1月27日

2004-01-27 mardi

引っ越しが決まると、なんだかこの家が急に「いとおしく」なる。
騒音くらいのことでせっかくなじんだこの場を棄てるというのが、急に「申し訳ない」という気になるのが不思議である。
「ごめんね、君がキライになったわけじゃないんだよ」とフローリングをすりすりする。

午後はレヴィナスの翻訳。
ローゼンツヴァイクについての長い評伝をこりこりと訳す。
20年前には気がつかなかったけれど、レヴィナスという人は「死者に捧げるテクスト」を実にたくさん書いている。「ジャコブ・ゴルダン」もこの「ローゼンツヴァイク」もそうだ。
「全体性」という鍵概念は、この文脈でははっきりと「死者について語ることのできない語法」という定義を与えられている。

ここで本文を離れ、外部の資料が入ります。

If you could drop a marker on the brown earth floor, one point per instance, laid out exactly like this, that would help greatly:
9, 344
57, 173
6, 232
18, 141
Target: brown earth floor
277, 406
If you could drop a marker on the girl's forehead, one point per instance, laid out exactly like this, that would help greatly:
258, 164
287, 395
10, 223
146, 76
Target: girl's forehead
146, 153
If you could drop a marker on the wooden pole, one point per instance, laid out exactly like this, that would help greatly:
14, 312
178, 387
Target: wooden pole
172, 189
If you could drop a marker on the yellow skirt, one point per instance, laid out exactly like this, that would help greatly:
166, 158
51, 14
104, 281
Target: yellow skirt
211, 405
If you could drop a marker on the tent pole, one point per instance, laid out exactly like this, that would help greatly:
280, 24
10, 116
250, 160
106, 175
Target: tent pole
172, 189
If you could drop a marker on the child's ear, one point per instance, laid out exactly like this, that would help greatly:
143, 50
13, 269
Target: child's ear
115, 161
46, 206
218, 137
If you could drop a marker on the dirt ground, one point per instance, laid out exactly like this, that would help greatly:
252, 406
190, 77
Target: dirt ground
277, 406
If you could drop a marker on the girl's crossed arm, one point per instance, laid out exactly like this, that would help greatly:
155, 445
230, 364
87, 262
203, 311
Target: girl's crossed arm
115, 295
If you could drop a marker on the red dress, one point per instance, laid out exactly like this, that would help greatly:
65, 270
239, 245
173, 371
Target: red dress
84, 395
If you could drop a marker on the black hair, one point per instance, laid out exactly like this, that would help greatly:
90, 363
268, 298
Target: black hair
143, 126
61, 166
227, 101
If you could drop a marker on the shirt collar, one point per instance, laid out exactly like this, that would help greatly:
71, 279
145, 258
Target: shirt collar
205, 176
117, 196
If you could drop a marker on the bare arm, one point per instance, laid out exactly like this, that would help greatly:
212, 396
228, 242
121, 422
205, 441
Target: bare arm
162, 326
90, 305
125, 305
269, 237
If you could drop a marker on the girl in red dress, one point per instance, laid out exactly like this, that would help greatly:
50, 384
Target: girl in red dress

「全体性は死にいかなる意味を与えることもない。ひとりひとりはその固有の死を死ぬからだ。死は還元不能である。だから、還元する哲学から経験へ、還元不能なものへ立ち返らなければならない」(『困難な自由』262頁)

レヴィナスが選んだのは、死者「について」ではなく、死者「に代わって/死者のために」語る語法だった。
それをレヴィナスに強いたのはおそらく「生き残ったもの」の疚しさの感覚である。
ある人は死に、ある人は生き残る。その選別の基準を生き残ったものは知らない。
だから生き残ったものは「自分が生き残った理由」を「事後的に」構築してゆかなければならない。
死者にはできなくて、生者だけにできることは論理的には一つしかない。
「死者を弔うこと」である。
それは死を公的に認知したり、世界内部的な「出来事」に登録することではない。
そうではなくて、その死がどのような公的認知にもなじまず、どのような世界内部的な出来事にも同定できない、誰にも代替できず追体験できない唯一無二のものだと証言することである。
これはむずかしい仕事だ。
というのは、「どのような公的認知にもなじまず、どのような世界内部的な出来事にも同定できない、誰にも代替できず追体験できない唯一無二のものだと証言すること」が全体性の内部で「政治的に正しいふるまい」として認知されたとたんに、それはやはり死を既知に還元することになるからである。
『暴力と形而上学』でデリダがレヴィナスを「経験主義者」として論難したのは、このあたりの「ワキの甘さ」を衝いたのかもしれない。
でも、そういうふうにレヴィナスの試みを「既知に還元する」ことでデリダは得たものとは別のものを失ったような気もする。
「死者に代わって/死者のために」証言する人は必ず「受難」するということをレヴィナスはあえて書き落としたからである。
このレヴィナスの考想が『異邦人』でムルソーが母の死について語った言葉とは深いところで通じている。
「死者に代わって/死者のために」証言する人はその「報い」を受ける。
それは死者を襲ったものと同じ「不条理な暴力」をその身に引き受けるというかたちで訪れる。
レヴィナスはその「報い」を「義人の受難」という話形に改鋳することで、『異邦人』とは別の仕方で、なんとしてでも倫理性をこの世界に立ち上げようとしたのである。
なんという論理の隘路を老師はたどったのであろうか。
『困難な自由』の一行一行を訳すたびに、あらためてレヴィナス老師の偉大さに恐懼するウチダなのであった。
私はそんなことをぜんぜん分からないままに「あー、ぜんぜんわっかんねーよ。もうすこしわかるように書いてくんねーかな、このおっさんはよ」と悪態をつきながら20年前にこのテクストを訳していたのである。
お師匠さまー、ごめんなさーい(泣)。